So I have a closed loop water cooler on my GPU and I replaced the stock single speed fan with two Noctua PWM fans (doing push/pull) connected to my motherboard. Even though the fans can be seen by lm_sensors
and fancontrol
the Nvidia GPU does not appear as it’s proprietary driver.
I knew nvidia-settings
could be used to query the temperature (and the pump speed if you care) so I wrote a script to tie it all together:
#!/usr/bin/env bash
set -e
# This is the path to the PWM controlled fan (use lm_sensors/fancontrol to help you identify this)
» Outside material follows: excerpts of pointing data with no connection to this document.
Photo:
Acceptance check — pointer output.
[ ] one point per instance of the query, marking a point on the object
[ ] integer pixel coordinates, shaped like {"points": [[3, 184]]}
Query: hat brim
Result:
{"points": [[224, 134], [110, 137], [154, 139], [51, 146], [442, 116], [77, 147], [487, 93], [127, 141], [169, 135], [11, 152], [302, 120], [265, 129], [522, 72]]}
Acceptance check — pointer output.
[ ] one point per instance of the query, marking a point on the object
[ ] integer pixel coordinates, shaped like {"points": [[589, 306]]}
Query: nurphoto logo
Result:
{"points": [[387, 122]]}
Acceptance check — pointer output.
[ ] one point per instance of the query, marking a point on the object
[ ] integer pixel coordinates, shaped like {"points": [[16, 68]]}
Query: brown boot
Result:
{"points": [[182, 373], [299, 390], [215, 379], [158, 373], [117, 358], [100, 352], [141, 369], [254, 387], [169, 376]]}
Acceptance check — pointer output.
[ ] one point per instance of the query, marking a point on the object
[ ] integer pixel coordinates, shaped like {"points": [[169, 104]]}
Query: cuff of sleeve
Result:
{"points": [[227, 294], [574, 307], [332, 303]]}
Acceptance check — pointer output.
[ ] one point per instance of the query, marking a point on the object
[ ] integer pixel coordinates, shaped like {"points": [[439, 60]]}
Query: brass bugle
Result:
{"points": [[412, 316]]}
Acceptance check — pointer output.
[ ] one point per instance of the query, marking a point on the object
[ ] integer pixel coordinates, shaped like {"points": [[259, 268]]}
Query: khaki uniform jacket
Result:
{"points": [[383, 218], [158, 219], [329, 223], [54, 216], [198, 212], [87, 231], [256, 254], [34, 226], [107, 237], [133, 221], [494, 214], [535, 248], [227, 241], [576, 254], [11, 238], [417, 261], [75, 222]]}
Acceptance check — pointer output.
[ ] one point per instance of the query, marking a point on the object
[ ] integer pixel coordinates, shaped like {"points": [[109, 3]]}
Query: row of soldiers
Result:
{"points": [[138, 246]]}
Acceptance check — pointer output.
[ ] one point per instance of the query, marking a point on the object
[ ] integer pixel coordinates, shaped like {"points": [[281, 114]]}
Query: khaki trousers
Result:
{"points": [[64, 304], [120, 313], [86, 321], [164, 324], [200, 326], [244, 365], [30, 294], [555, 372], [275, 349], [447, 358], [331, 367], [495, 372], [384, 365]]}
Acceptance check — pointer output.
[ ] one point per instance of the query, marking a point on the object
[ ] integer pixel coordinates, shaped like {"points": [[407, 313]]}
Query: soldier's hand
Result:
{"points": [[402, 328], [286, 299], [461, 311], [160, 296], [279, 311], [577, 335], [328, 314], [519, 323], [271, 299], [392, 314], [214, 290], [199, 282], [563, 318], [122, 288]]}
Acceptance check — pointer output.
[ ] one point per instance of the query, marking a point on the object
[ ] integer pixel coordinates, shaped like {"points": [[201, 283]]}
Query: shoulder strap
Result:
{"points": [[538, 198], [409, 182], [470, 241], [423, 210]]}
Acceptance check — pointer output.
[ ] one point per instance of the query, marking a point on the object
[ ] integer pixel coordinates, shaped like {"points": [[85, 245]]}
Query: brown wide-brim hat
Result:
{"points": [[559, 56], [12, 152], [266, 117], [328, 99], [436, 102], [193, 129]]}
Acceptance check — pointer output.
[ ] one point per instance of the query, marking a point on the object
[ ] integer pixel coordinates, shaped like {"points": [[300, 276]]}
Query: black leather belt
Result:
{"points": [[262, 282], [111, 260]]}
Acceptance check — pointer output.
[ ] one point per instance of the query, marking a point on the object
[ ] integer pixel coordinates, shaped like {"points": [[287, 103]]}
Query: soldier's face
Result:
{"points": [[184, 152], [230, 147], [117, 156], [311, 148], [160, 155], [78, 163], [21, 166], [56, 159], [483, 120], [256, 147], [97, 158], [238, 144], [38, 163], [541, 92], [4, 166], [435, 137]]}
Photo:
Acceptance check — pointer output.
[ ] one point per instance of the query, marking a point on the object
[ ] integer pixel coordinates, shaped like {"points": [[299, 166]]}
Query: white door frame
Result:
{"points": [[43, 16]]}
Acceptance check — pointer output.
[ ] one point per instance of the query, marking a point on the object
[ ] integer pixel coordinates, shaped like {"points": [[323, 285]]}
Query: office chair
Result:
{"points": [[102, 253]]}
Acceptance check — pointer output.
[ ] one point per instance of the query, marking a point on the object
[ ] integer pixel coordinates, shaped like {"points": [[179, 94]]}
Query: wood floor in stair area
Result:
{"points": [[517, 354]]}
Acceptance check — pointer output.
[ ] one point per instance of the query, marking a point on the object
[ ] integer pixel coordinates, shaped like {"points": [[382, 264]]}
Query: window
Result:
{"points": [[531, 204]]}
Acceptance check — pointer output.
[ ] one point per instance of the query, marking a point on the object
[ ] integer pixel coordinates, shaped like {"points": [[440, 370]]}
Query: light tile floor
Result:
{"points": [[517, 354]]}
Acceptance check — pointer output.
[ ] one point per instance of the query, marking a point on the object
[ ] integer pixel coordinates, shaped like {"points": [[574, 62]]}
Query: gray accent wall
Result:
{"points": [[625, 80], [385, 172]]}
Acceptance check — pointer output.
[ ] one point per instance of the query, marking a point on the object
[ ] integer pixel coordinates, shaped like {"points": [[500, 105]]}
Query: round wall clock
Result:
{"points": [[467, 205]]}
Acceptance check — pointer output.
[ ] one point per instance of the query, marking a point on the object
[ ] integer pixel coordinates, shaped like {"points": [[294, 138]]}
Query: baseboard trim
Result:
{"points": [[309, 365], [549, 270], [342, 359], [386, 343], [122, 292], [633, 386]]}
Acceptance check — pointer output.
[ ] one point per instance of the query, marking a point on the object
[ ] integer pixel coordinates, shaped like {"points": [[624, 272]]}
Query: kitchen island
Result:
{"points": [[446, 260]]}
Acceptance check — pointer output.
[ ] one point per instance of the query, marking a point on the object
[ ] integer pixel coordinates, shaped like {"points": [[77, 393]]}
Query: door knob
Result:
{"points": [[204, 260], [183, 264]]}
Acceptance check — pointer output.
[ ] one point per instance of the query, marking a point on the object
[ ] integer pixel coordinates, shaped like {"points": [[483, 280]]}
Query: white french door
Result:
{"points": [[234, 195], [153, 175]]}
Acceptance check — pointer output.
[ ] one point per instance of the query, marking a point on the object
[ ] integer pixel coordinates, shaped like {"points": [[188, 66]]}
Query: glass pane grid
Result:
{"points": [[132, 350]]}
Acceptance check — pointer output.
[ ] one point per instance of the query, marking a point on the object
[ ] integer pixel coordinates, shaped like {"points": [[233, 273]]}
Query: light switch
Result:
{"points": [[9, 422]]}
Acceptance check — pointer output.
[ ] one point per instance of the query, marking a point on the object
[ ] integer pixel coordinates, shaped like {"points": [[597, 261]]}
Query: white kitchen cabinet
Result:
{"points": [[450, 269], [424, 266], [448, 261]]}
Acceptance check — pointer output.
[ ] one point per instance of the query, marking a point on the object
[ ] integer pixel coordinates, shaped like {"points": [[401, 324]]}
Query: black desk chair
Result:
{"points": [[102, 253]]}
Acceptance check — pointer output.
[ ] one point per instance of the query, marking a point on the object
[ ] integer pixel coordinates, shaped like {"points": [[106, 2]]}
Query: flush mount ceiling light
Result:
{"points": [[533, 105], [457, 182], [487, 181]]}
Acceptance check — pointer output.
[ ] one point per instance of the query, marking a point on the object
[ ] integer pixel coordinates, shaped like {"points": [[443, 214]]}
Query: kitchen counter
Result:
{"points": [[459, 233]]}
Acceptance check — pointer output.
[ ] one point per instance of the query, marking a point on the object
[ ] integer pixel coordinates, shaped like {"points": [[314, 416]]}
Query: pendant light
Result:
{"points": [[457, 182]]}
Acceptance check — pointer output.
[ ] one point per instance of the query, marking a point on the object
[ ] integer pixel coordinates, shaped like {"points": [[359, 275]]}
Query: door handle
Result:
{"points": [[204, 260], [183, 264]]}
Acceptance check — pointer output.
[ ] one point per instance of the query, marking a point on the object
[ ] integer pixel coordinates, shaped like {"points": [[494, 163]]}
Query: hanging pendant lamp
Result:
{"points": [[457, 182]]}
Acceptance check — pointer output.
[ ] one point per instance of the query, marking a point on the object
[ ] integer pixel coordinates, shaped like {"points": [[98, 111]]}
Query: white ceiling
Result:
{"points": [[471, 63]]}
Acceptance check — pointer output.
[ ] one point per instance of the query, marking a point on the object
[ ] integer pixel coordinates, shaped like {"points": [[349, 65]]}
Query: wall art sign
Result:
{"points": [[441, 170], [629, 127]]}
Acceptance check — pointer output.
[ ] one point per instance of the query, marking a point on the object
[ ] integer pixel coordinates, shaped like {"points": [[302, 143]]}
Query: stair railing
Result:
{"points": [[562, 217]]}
fan=/sys/class/hwmon/hwmon1/pwm1
# Read https://www.kernel.org/doc/Documentation/hwmon/ for your PWM chip to find the correct values (I have a nct6792)
automatic=5
manual=1
# Temperature at which to run fan at 100% speed
max=80
# Re-enable automatic fan control on exit
trap "echo ${automatic} > ${fan}_enable; exit" SIGHUP SIGINT SIGTERM ERR EXIT
# Enable manual fan control
echo ${manual} > ${fan}_enable
function temperature() {
nvidia-settings -q [gpu:0]/gpucoretemp -t
}
function fan_speed() {
echo Setting FAN Speed to $1%
echo $(((($1 * 255)) / 100)) > ${fan}
}
while true; do
temp=`temperature`
echo GPU Temperature: $temp
if [ "$temp" -ge "$max" ] ; then
fan_speed 100
else
fan_speed $(($temp + ((100 - $max))))
fi
sleep 1
done
Then make the script sudoable without password and run on login. Now my fans run at 600rpm at idle and go up to 1100rpm when running a GPU burn in tool.